Categorical regression question

#1
Hi, everyone

Hope the experts here can help me out with a question.

I have a database with several respondents providing data on multiple-choice questions. One of those questions is whether the respondents volunteer or not.

I got a request to perform a regression analysis to see whether the results of some of the other questions could be used to predict whether the responder is more or less likely to volunteer.

So it looks like both the independent and dependent variables are categorical in their nature, which brings me to my question.

Since both variables are categorical - would the regression analysis be really the best tool to use here? I suggested using t-test to compare the frequencies for each question between volunteers and non-volunteers - would that be a better option to see if any questions can "predict" volunteering?

Please let me know if any clarification is required.
Any advice is much appreciated!
 
#2
The T-test (or regular linear regression analysis) is not appropriate here. Use Logistic Regression. It will answer your question directly and you may use an odds ratio or probability.
 
#3
Thank you very much for your response.

From what I read regarding logistic regression, it works when independent variable is continuous and the dependent variable is categorical. While in my example both variables are categorical. Am I missing something?

I am looking for a type of regression that would allow me to make a statement like "those who answered "E" on this question are 50% more likely to volunteer". Although i'm not sure 50% more likely than what, I'm coming back to the pairwise comparisons.

Any guidance you (or anyone else) could provide is much appreciated
 

Link

Ninja say what!?!
#4
From what I read regarding logistic regression, it works when independent variable is continuous and the dependent variable is categorical. While in my example both variables are categorical. Am I missing something?
Your understanding is incorrect. Logistic regression does work with independent categorical variables. What you'll need to do is create indicator variables and add them into the model as parameters.
 
#5
Thank you, Link.

Could you kindly confirm for me that in my case logistic regression is the way to go? (as opposed to linear regression)
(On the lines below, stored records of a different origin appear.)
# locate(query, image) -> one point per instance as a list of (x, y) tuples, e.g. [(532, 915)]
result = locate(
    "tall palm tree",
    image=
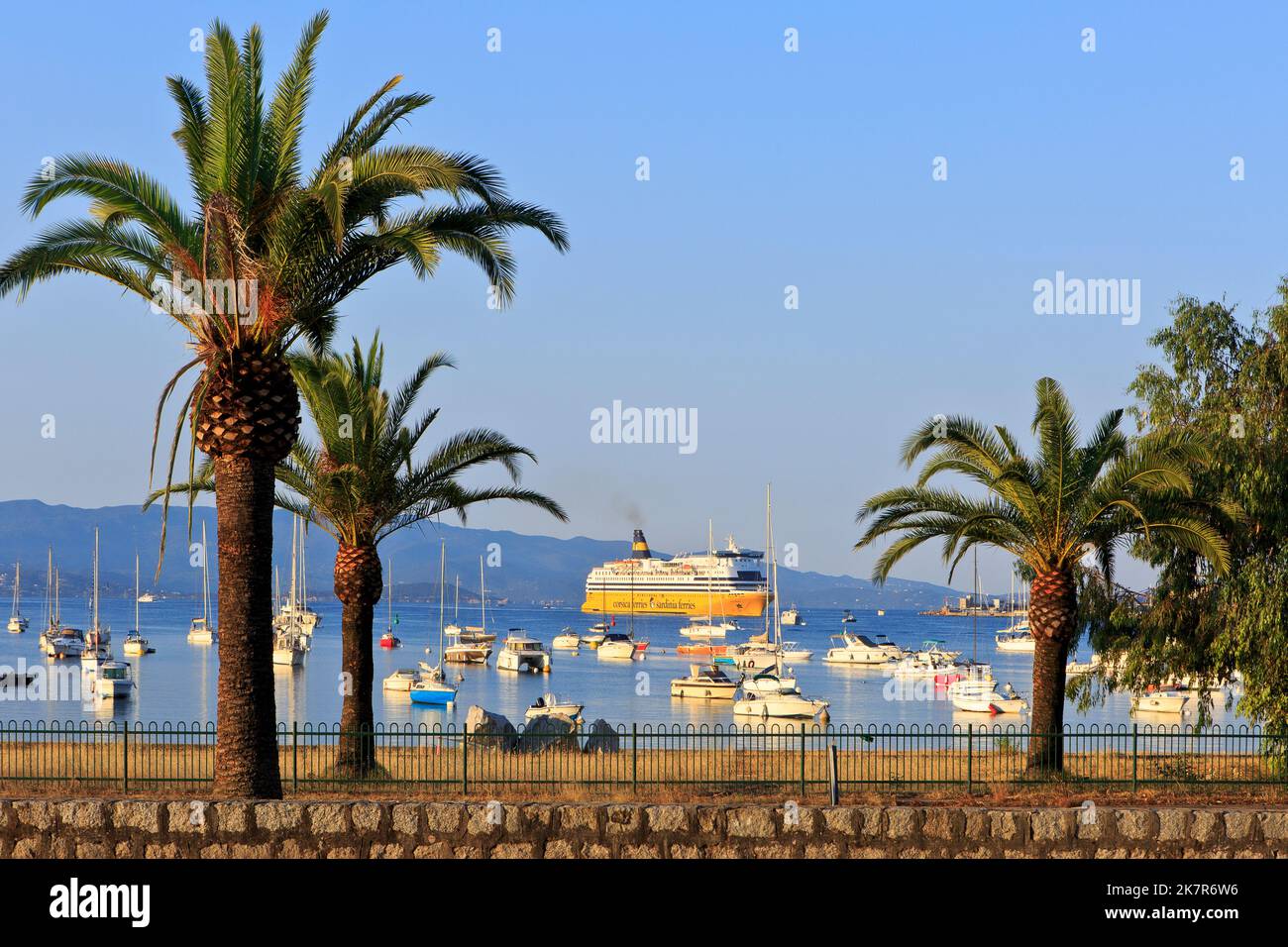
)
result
[(265, 258), (361, 483), (1050, 512)]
By indicator variables do you mean "yes/no" varibales denoting each of the potential responses to the multiple choice categorical questions?
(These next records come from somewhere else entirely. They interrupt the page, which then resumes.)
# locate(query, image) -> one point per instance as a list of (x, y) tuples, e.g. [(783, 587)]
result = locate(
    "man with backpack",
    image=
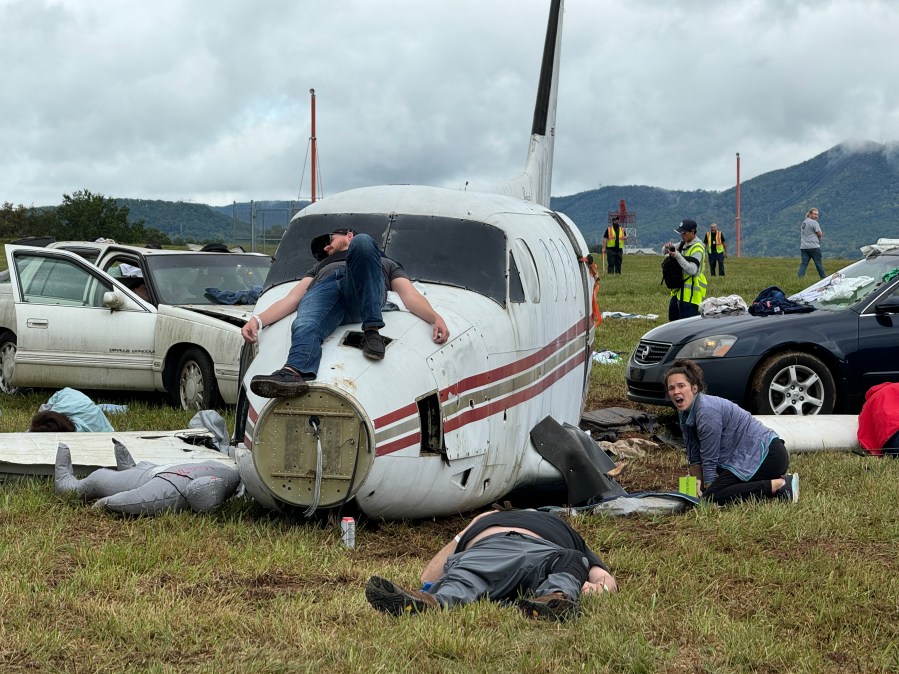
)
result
[(687, 288)]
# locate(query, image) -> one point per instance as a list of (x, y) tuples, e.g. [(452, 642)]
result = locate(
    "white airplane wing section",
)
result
[(24, 454)]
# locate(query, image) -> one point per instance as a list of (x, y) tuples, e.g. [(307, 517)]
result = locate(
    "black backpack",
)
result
[(772, 301)]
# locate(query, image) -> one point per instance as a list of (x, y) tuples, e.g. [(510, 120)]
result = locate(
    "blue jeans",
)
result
[(807, 254), (678, 309), (353, 293)]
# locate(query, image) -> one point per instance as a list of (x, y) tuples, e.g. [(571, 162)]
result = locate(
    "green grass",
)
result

(My apologies for the multitude of questions, but google yields conflicting information and getting it from a live person is much easier to understand).
 

Link

Ninja say what!?!
#6
I think logistic would be fine in your scenario.

As for you question about yes/no, lets say that you have a variable for a question that asked "how far did you get in school?" The possible values are: high school drop out or less, high school grad, some college, college grad, and masters degree or above.
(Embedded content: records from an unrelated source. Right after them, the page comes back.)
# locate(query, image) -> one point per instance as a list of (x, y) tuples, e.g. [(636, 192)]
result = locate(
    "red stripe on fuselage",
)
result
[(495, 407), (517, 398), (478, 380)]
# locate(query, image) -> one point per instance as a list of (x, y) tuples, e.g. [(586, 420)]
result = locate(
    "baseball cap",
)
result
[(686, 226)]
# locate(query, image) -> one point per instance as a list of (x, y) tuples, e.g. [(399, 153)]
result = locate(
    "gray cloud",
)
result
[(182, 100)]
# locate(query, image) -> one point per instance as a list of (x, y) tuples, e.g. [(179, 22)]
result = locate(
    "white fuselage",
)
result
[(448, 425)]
What you could do is create indicator variables to compare the different levels of school to a baseline (I'd probably use the high school drop outs as base). If there's limited data, I'd collapse the groups even more. So the indicators you'd create are yes/no for high school grad, yes/no for some college, etc. Then you'd use those indicators in your logistic model.

That should tell you the odds of volunteering, if say you were to graduate college (as compared to a high school drop out).

Hope that helps